Embedding The Quotient Code

Question

A quotient code is the linear quotient $\frac {B}{A}$ of two binary linear codes equipped with the usual quotient norm $||\space||$ defined by $||b+A||=min_{a\in A}{||b+a||}$. Show that for some $n\in \Bbb N$ the quotient code $\frac {B}{A}$ is embedded in $\Bbb F_2^n$ via linear isometry.

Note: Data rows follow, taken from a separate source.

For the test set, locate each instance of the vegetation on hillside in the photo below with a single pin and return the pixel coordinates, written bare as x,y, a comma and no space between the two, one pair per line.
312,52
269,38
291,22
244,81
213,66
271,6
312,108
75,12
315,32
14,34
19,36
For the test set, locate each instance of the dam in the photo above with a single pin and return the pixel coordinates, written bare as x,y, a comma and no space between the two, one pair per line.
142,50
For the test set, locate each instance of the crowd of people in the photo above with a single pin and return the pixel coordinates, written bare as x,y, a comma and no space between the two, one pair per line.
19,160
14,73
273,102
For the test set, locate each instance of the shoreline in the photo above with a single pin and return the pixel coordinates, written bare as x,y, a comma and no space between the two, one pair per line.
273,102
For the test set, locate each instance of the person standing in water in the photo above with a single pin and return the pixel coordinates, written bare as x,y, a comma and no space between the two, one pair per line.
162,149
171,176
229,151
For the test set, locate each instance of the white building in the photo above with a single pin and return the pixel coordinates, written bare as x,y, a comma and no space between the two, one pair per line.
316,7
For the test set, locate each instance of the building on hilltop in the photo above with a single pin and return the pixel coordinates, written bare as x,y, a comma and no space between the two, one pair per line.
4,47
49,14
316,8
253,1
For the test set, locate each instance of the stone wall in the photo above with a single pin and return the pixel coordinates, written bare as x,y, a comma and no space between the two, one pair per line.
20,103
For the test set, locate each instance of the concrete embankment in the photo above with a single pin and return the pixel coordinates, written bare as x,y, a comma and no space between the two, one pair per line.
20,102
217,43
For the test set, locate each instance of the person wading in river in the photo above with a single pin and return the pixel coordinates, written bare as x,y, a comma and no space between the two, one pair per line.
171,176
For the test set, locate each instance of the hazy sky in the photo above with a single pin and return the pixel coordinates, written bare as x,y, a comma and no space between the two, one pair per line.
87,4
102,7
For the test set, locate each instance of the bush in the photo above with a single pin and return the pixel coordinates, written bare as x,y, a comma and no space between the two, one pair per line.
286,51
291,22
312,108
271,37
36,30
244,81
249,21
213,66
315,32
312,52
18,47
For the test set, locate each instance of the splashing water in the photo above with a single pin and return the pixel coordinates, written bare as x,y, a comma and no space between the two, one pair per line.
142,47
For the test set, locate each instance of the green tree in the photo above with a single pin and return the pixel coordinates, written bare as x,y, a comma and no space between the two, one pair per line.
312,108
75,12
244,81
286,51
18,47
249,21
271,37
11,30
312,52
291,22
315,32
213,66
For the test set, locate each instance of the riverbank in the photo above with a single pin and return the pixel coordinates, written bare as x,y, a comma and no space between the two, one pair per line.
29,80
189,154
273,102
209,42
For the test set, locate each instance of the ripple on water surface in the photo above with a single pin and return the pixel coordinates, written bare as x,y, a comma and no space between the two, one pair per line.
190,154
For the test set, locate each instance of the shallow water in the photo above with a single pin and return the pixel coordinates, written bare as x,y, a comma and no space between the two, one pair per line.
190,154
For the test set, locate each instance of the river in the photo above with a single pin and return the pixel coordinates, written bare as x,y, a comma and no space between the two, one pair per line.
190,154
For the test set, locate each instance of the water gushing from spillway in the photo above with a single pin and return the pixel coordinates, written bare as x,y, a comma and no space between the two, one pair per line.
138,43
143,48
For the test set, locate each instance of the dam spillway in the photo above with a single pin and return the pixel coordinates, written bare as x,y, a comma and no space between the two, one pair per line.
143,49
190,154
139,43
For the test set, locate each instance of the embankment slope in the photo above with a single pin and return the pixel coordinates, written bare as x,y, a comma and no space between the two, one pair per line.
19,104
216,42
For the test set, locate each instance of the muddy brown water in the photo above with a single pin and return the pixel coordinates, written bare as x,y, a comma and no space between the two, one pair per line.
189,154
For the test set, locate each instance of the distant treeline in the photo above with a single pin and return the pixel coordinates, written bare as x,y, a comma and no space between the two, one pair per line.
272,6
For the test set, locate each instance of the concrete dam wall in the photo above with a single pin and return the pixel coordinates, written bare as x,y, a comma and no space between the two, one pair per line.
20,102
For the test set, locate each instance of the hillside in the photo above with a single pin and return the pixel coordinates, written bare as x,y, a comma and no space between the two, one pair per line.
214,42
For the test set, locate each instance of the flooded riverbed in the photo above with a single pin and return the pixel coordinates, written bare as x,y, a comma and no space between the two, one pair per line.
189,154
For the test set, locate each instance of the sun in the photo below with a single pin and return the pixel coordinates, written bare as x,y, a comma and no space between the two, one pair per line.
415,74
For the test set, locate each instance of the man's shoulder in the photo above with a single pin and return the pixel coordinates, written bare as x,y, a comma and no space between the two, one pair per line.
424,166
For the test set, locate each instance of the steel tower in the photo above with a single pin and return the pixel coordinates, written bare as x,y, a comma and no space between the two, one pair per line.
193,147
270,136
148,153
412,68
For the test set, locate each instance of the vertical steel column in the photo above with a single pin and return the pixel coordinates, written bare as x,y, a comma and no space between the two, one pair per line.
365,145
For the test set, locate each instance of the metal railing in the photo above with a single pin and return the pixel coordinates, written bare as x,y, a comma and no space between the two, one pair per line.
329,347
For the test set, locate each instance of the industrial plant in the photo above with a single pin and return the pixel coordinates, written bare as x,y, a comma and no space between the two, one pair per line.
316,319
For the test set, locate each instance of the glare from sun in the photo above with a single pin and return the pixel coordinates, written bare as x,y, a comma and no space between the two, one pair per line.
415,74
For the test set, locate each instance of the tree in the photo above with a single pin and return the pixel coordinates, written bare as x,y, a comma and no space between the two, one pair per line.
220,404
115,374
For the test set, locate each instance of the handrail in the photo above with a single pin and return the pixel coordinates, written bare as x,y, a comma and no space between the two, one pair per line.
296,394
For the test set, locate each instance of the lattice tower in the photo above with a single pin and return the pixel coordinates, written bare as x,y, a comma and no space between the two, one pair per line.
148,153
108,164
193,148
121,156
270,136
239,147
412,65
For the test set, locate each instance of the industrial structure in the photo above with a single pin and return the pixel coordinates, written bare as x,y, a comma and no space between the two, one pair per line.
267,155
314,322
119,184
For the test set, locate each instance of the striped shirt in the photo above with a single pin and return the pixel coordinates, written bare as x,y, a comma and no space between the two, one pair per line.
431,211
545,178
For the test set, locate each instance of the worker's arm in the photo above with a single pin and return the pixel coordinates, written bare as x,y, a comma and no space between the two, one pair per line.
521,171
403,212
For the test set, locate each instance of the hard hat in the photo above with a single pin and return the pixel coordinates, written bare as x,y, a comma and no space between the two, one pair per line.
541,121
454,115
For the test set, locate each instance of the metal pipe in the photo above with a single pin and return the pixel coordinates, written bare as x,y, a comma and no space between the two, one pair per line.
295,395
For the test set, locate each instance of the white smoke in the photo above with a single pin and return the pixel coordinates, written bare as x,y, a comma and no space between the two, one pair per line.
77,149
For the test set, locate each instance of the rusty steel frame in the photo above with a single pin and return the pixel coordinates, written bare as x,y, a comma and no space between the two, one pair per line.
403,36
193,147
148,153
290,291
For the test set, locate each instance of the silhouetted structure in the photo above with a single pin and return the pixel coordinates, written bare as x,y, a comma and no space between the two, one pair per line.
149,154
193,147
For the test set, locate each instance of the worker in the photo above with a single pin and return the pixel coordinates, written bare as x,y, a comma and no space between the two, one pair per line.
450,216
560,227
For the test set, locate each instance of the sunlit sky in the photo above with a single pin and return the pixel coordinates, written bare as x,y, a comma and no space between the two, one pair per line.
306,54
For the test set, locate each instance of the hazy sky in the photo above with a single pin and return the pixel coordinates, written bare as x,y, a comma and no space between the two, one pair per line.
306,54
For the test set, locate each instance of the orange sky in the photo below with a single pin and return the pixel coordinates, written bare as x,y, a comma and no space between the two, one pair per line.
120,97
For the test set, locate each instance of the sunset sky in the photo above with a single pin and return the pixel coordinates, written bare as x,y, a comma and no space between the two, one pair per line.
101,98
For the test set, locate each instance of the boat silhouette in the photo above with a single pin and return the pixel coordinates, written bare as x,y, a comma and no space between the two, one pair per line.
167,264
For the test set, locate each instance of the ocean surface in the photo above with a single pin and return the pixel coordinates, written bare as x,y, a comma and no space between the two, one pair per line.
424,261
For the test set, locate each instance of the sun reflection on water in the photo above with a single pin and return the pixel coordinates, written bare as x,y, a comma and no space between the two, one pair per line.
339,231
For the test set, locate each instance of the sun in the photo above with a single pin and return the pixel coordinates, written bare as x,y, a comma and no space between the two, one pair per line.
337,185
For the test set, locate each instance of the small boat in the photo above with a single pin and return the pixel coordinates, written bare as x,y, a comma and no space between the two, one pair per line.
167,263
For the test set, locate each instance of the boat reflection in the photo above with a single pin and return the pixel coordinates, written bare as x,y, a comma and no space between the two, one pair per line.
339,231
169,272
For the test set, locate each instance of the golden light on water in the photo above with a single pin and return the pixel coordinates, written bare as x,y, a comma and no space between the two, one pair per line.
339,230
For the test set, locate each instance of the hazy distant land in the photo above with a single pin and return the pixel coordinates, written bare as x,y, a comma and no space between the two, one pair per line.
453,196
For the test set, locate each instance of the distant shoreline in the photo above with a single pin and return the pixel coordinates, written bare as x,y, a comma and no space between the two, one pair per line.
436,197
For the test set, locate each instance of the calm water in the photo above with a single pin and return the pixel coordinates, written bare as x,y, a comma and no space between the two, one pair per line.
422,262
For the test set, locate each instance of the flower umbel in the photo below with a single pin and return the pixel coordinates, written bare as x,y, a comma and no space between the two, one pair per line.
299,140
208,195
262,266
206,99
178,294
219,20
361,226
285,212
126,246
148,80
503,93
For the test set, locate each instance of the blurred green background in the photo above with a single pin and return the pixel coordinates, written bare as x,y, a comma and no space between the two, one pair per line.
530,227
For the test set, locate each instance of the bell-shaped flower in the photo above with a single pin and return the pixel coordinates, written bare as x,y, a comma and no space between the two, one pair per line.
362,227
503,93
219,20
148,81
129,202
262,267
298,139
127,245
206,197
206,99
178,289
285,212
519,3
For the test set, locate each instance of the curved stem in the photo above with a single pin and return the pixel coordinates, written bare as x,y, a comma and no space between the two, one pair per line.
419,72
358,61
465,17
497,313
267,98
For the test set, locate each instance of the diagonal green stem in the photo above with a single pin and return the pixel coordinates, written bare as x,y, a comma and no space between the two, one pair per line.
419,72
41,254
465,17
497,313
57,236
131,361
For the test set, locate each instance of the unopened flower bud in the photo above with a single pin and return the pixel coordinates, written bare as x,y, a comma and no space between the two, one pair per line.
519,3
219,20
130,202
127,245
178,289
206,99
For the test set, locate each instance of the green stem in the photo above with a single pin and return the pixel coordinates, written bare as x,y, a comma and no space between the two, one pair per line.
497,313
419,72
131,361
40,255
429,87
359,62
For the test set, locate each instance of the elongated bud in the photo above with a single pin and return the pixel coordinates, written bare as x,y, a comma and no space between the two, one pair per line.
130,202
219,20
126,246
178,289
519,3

Edit (lifted from a comment, JL): The term "quotient code" given here is being defined here – not imported from some other unnamed source to the very best of my knowledge. Quotient spaces are useful in coding theoretic arguments, and have been used by many including Slepian. The idea was a simple late night musing in coding theory

Answer 1

The claim is patently false. For a counterexample let $B$ be the universal code of length $7$, and let $A$ be the $(7,4,3)$ Hamming code.

Then:

• Because $A$ is a perfect single-error-correcting code, every non-trivial coset $b+A$, $b\notin A$ has a weight one coset leader.
• By the previous bullet, an isometry $\phi:B/A\to\Bbb{F}_2^m$ for some $m$ must map all the non-trivial cosets $b+A$ to words of Hamming weight one.
• If $b_1+A$ and $b_2+A$ are distinct non-trivial cosets of $A$, then $b_1+b_2+A$ is another, and should also be mapped to a word of Hamming weight one.
• But it is impossible for all three vectors $\phi(b_1+A)$, $\phi(b_2+A)$ and $\phi(b_1+b_2+A)$, the last of which must be equal to $\phi(b_1+A)+\phi(b_2+A)$, to be of weight one. That sum of two words of weight one has an even weight.